Più di 1.900 emendamenti e 4.500 ordini del giorno. Sono i numeri con cui le opposizioni al Pirellone cercheranno di contrastare la riforma della Sanità lombarda targata Moratti. O, come la definiscono, la “non riforma”. Perché – dicono – lascia intatti tutti i problemi che derivano da 28 anni di gestione del centrodestra, da Formigoni in poi, e che la pandemia l’anno scorso ha fatto esplodere sotto gli occhi di tutti. La riforma andrà in aula mercoledì 10 novembre e verrà discussa per le prossime tre settimane, dopo che il Pd ha giocato il “jolly”, utilizzabile una volta a consiliatura, di non contingentamento dei tempi della discussione. Mentre il governatore Attilio Fontana, dichiarando la riforma parte rilevante del suo programma di governo, ha reso non ammissibile la votazione a scrutinio segreto sui vari emendamenti. E ha di fatto posto una sorta di fiducia sulla proposta di legge che arriva in consiglio blindata: “La Moratti l’ha calata dall’alto, creando malumori all’interno della stessa maggioranza”, accusa il capogruppo dei democratici Fabio Pizzul nel corso di una conferenza stampa unitaria di tutti i capigruppo di opposizione in Consiglio regionale: Massimo De Rosa per il M5S, Elisabetta Strada (Lombardi Civici Europeisti), Michele Usuelli (+Europa/Radicali) e Niccolò Carretta (Azione). Tra i punti critici, “l’equivalenza” messa nera su bianco nella legge Moratti tra pubblico e privato: un termine “inquietante”, secondo Pizzul, perché “scardina l’organizzazione sanitaria prevista a livello nazionale”.
La proposta di legge della Moratti mantiene in vita le strutture organizzative introdotte da Roberto Maroni nel 2015, nonostante la sua riforma sia stata bocciata dall’Agenas, l’agenzia nazionale per i servizi sanitari regionali: le Ats (Agenzie di tutela della salute) e le Asst (Aziende socio sanitarie territoriali), cioè le strutture pubbliche di erogazione, in primis gli ospedali.

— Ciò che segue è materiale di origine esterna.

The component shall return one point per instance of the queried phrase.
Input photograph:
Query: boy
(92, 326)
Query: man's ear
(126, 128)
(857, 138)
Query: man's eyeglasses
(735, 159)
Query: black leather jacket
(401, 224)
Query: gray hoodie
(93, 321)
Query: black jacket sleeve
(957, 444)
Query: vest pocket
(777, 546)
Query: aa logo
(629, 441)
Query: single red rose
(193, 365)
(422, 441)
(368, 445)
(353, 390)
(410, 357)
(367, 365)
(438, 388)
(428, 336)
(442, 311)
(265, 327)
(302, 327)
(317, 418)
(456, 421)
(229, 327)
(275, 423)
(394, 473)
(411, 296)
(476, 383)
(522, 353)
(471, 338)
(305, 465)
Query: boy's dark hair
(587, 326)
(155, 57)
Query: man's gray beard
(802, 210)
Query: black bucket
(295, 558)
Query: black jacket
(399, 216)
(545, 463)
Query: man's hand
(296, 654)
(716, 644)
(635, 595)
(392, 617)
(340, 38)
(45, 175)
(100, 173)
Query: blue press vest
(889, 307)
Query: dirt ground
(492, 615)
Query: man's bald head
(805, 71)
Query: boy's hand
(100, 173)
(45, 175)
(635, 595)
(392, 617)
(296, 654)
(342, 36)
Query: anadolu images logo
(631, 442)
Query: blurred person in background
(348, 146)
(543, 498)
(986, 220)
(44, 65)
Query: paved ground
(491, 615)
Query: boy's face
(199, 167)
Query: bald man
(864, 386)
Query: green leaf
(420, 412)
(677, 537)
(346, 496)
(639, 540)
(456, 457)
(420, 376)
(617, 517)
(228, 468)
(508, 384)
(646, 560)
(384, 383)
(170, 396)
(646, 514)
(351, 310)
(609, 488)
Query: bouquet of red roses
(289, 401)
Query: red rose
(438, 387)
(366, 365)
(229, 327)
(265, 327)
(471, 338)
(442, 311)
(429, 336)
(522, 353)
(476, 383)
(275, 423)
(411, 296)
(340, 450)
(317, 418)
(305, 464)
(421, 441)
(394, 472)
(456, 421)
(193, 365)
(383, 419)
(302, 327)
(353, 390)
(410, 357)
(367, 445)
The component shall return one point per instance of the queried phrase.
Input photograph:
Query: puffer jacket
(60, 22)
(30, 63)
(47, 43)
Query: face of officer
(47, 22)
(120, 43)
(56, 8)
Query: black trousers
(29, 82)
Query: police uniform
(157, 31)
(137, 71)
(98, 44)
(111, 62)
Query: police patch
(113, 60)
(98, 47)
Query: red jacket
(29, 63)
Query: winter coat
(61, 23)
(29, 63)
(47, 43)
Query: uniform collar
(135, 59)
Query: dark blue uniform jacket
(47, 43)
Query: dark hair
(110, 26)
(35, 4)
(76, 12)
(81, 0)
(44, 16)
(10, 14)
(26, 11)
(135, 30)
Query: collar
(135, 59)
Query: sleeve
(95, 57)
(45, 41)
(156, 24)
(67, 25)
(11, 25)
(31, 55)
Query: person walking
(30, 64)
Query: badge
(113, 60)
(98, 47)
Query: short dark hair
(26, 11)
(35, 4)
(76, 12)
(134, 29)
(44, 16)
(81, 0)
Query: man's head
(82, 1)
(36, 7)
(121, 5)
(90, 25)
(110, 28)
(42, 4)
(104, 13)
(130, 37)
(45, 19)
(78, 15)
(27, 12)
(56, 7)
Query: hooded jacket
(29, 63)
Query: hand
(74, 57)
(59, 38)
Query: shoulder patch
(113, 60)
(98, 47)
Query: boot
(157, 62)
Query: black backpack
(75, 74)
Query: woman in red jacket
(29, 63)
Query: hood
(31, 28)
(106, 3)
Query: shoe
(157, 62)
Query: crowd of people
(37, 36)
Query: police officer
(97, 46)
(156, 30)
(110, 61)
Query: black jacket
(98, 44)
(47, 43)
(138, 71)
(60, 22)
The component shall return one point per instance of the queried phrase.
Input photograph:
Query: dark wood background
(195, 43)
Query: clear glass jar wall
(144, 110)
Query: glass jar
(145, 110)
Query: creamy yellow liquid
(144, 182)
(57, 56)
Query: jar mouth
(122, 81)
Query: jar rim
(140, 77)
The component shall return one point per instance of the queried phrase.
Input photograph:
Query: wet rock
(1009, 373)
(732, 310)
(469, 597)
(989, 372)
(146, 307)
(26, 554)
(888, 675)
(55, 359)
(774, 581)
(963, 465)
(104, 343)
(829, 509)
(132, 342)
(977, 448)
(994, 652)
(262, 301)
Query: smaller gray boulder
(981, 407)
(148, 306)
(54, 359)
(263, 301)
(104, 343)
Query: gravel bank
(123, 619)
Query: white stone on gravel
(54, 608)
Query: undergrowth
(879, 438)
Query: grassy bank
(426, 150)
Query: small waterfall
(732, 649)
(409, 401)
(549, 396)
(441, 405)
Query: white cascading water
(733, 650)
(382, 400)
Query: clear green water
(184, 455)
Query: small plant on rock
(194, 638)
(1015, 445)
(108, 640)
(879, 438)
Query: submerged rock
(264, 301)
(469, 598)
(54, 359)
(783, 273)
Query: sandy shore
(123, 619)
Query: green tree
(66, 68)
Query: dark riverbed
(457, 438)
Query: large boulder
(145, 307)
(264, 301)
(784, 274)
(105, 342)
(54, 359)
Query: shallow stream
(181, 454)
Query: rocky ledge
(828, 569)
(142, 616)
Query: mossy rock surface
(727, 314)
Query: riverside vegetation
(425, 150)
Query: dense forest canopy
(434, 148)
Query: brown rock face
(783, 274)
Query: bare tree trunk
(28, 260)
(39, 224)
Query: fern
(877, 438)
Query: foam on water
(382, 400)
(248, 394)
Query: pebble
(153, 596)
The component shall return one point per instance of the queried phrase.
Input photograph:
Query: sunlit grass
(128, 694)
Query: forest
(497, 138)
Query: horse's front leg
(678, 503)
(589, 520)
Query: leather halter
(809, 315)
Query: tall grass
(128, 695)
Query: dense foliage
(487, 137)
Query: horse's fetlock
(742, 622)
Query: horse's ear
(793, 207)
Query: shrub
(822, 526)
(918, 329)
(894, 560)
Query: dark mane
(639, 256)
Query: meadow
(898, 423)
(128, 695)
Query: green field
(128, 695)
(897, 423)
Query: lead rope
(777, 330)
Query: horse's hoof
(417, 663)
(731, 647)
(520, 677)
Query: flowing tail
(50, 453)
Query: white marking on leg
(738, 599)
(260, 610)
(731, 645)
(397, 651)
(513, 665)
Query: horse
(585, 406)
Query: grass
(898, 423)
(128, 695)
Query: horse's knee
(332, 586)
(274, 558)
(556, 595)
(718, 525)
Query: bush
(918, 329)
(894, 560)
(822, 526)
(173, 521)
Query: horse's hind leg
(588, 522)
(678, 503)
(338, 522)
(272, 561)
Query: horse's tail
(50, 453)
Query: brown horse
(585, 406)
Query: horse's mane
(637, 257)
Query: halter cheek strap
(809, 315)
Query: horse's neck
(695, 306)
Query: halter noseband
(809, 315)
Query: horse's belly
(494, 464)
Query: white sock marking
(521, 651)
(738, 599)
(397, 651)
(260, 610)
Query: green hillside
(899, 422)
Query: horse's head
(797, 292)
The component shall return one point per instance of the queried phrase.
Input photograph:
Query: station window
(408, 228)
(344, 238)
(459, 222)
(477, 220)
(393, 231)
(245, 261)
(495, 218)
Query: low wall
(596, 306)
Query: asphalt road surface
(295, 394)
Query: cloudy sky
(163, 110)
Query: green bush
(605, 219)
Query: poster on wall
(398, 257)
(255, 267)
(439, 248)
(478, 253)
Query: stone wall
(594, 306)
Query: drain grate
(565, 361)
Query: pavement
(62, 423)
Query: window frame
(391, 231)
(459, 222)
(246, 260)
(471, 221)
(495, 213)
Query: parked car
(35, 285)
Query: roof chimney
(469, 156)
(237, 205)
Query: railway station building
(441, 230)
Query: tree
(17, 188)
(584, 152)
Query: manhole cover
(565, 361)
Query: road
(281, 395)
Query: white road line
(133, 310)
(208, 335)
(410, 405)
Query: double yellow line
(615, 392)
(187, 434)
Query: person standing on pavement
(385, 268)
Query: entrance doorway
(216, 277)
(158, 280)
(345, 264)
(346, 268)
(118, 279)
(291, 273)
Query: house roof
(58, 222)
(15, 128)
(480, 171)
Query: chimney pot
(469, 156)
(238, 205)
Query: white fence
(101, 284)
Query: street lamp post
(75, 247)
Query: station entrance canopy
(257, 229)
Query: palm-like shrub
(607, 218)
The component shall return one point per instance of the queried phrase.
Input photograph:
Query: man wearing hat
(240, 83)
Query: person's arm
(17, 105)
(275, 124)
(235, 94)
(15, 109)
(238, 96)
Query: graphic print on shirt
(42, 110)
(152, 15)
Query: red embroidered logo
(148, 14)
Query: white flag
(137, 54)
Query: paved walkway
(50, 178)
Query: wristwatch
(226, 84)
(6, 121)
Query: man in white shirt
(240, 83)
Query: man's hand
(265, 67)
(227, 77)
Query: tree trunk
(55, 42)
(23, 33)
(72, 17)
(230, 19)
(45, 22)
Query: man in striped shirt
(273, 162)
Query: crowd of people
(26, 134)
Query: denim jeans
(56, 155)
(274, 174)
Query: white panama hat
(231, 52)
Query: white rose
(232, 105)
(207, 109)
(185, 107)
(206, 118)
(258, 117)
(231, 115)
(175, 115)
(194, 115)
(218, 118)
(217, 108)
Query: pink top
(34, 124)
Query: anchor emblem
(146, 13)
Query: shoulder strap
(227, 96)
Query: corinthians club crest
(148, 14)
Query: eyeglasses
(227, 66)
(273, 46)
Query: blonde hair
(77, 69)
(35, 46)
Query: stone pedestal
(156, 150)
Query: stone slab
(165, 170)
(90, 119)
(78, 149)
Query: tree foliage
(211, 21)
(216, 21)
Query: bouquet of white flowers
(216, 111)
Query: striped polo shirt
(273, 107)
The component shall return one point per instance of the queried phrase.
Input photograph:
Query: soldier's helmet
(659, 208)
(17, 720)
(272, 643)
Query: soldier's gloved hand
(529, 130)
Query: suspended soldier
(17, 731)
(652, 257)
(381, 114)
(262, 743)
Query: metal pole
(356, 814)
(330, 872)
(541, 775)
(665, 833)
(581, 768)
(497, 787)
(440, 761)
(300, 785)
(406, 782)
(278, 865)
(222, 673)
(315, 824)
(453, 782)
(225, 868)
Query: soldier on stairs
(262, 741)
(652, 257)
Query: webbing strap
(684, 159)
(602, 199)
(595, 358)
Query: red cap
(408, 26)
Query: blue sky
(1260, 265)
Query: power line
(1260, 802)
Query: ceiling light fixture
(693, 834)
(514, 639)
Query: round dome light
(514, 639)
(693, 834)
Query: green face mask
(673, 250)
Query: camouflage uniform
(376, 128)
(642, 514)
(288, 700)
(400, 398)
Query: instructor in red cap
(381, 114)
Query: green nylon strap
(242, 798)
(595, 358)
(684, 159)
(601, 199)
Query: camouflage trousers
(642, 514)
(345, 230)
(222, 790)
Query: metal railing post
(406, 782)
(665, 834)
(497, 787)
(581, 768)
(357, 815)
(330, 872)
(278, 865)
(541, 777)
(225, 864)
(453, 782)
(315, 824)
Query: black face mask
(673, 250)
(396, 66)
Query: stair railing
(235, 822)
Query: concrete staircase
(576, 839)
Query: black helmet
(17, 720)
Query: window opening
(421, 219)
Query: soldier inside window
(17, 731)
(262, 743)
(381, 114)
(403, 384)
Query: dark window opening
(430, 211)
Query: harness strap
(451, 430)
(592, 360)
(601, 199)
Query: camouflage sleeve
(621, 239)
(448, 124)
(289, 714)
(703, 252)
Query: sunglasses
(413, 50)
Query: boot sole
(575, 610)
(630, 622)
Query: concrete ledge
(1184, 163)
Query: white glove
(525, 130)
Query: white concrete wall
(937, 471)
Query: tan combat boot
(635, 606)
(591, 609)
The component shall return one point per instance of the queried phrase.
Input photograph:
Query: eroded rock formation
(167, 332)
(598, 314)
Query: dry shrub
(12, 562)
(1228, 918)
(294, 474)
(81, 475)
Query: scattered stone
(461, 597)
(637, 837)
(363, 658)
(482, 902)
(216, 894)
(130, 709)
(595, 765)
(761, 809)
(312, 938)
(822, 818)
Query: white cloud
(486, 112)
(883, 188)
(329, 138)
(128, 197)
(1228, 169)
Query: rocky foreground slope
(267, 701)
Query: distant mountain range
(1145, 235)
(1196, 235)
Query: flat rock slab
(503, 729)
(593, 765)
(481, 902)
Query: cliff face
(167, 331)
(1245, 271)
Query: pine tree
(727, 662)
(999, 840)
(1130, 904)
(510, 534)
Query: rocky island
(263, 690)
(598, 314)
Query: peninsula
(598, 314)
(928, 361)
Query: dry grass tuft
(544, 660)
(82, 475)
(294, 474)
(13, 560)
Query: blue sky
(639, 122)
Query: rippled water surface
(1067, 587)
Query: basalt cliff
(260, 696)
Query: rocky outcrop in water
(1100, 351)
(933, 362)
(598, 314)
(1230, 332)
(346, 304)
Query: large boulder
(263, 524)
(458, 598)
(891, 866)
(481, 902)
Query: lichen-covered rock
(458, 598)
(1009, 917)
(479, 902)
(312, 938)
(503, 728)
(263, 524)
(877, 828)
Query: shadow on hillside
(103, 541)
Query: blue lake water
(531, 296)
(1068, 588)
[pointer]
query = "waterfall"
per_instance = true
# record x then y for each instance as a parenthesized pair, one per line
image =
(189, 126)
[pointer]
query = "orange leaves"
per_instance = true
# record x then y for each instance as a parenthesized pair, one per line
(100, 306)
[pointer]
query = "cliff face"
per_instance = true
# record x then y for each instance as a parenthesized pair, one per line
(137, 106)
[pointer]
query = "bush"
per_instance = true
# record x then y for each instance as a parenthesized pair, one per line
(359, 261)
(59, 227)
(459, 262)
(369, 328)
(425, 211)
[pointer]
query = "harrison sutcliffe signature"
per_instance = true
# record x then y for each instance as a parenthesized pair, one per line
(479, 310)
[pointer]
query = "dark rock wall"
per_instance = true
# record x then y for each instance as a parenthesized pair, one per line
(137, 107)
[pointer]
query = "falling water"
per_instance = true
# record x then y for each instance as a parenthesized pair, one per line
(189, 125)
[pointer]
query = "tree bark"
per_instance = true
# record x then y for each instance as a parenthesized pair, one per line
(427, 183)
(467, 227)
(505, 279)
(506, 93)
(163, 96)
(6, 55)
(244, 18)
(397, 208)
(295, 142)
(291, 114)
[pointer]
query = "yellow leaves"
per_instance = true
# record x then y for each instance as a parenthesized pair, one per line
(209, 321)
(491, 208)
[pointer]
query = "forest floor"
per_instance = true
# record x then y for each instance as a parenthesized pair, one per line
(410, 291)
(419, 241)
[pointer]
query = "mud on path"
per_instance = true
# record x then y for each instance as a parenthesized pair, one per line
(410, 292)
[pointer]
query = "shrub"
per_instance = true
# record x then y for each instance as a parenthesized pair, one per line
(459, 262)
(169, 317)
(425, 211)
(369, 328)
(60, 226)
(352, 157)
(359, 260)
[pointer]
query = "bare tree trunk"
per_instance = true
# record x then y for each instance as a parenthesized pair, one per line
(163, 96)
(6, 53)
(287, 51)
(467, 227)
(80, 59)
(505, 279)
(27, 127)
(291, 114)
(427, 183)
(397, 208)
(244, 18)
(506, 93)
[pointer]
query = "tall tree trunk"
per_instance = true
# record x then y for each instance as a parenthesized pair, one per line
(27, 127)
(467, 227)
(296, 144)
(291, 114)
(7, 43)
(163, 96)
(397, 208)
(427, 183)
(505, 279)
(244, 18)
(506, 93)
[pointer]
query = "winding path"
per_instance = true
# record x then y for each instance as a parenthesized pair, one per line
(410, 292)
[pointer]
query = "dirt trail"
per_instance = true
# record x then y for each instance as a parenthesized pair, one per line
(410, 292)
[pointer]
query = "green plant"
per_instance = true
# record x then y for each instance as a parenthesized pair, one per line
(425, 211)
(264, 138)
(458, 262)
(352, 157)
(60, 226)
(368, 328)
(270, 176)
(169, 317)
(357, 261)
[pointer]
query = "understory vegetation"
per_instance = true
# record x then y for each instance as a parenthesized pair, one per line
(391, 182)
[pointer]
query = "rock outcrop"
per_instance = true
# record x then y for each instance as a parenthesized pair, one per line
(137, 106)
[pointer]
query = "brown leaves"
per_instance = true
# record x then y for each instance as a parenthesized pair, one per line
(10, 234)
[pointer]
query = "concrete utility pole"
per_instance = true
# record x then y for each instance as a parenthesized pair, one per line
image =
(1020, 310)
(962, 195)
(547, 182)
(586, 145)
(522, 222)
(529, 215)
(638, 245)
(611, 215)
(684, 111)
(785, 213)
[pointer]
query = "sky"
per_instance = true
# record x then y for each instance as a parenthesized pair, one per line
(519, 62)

L’organizzazione della medicina territoriale rimarrà in capo alle Asst, che saranno responsabili anche delle case della comunità, dei centri operativi territoriali e degli ospedali di comunità, cioè le nuove strutture previste dal Pnrr. “Le Ats rimangono e anzi la maggioranza vorrebbe incrementarle – accusa Pizzul – perché sono posti da assegnare sul territorio e la maggioranza ha fame di nomine e di controllo del territorio. L’intera gestione del fondo sanitario regionale passa poi dalla collegialità della giunta al controllo dell’assessorato al Welfare. La vicepresidente Moratti, in pratica, si arroga il diritto di decidere in autonomia sul 75% del bilancio regionale, ponendo il presidente e i colleghi di fronte al fatto compiuto”.
Per Usuelli di +Europa, la nuova riforma non migliora nulla dei più gravi errori commessi negli ultimi 28 anni: “Le funzioni di pianificazione e di accreditamento dei privati rimarranno slegate – accusa – Manca la capacità di pianificare. Il numero dei reparti è anarchico o figlio di pacchetti di voti di scambio. Mentre l’accreditamento non è in capo all’assessore o al direttore generale al Welfare, ma ai direttori di Ats, che hanno le spalle meno larghe dell’amministratore delegato di un’azienda privata convenzionata. Col risultato che si fa scegliere ai privati su che reparti investire e quanti letti avere”.
Lo squilibrio tra pubblico e privato, che secondo le opposizioni verrà aggravato dalla riforma Moratti, è uno degli aspetti su cui il M5S presenterà una pregiudiziale di costituzionalità: “Gli operatori privati scelgono di offrire le cure più remunerative, mentre lasciano quelle più costose al pubblico – dice Massimo De Rosa – Il rapporto pubblico-privato non è basato su criteri di parità, ma di subordinazione. Il privato ha più diritti e meno doveri del pubblico”. Con un rischio aggiuntivo: “Se questa riforma passa, potrà essere mutuata dal resto del Servizio sanitario nazionale”. Per De Rosa, la riforma Moratti lascia tutto com’è, “con una pennellata per accaparrarsi i fondi del Pnrr, senza badare agli interessi dei cittadini”.